Dear Followers of Jesus,

In today’s gospel from Luke 17:5-10, we hear the apostles ask Jesus to increase their faith. I can imagine they were willing to receive even more than what they were experiencing. In following Jesus, their eyes were opened to the needs of people as Jesus touched the eyes of a blind man or ran after the lost sinner. They wanted desperately what he had. They wanted to ensure him that they had received the beauty of their calling.

We all desire Jesus. We all desire to follow at his invitation. So often we feel let down by our awkward unwillingness to put into practice what we desire. We know what we should do and who we should become, yet we do not participate in such grace. So we ask exactly what the disciples requested, “Increase our faith.”

Jesus reminded them that faith the size of a mustard seed is all you need. He tells the apostles that trees can be uprooted and planted into the sea if only we could really believe in the goodness of God and the richness of our calling. Today, Jesus reminds us of the same circumstances. We are in relationship with the Divine. What more could we possibly need than to rest in such faith and hope for our lives and our own outreach to people.

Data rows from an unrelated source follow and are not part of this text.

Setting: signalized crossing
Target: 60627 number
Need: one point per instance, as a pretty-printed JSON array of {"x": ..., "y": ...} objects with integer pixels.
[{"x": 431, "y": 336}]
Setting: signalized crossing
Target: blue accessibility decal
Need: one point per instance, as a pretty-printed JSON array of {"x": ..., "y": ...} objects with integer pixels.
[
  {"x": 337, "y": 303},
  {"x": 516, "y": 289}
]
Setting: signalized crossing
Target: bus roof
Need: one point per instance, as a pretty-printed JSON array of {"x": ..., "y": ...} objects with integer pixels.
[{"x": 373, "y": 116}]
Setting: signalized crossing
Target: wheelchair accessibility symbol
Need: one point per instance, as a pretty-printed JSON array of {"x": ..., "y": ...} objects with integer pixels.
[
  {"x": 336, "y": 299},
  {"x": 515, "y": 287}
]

Faith is so unknown to us. Sometimes we think faith is showing up to church on Sunday or memorizing the Catholic catechism. We may ponder the meaning of faith and think we have it all figured out. We have it and others don’t. We live it and the outsiders can’t possibly have it. Yet real faith is nothing of these externals. Faith is a rich, profound relationship with God and our willingness to put our enter lives into the hands and wisdom of Christ Jesus.

Our faith is not something we accumulate. Faith, as it is lived, is revealed to us mostly when we let go of so much in our own human lives, when we let go of our plans, our bloated egos, and even our human attachments. Faith is a relationship that changes our attitudes toward what we own, how we use our resources, and how we live in relationship with people. Faith is not static; it is an ever-deepening awareness that we need God. Faith comes to us to move mountains and to open our hearts to God’s healing mercy, forgiveness and love. Faith is relationship with Divine love through prayer, attentiveness and reflection. Faith is a life full of grace and a heart willing to love in new and unbounded ways. Faith opens doors to people who most need the basics of life. Faith creates community and sustains our relationships. Faith is lived at tables and workplaces. Faith invites us into prayer and into service.

In today’s second reading from Timothy, we also hear that faith is strong and it is not a spirit of cowardice, but a conviction of love and hope. We don’t have to worry if we don’t have enough. Faith is not a commodity. Faith is simply a relationship with divine love and we wait for our hearts to be ablaze with such passion.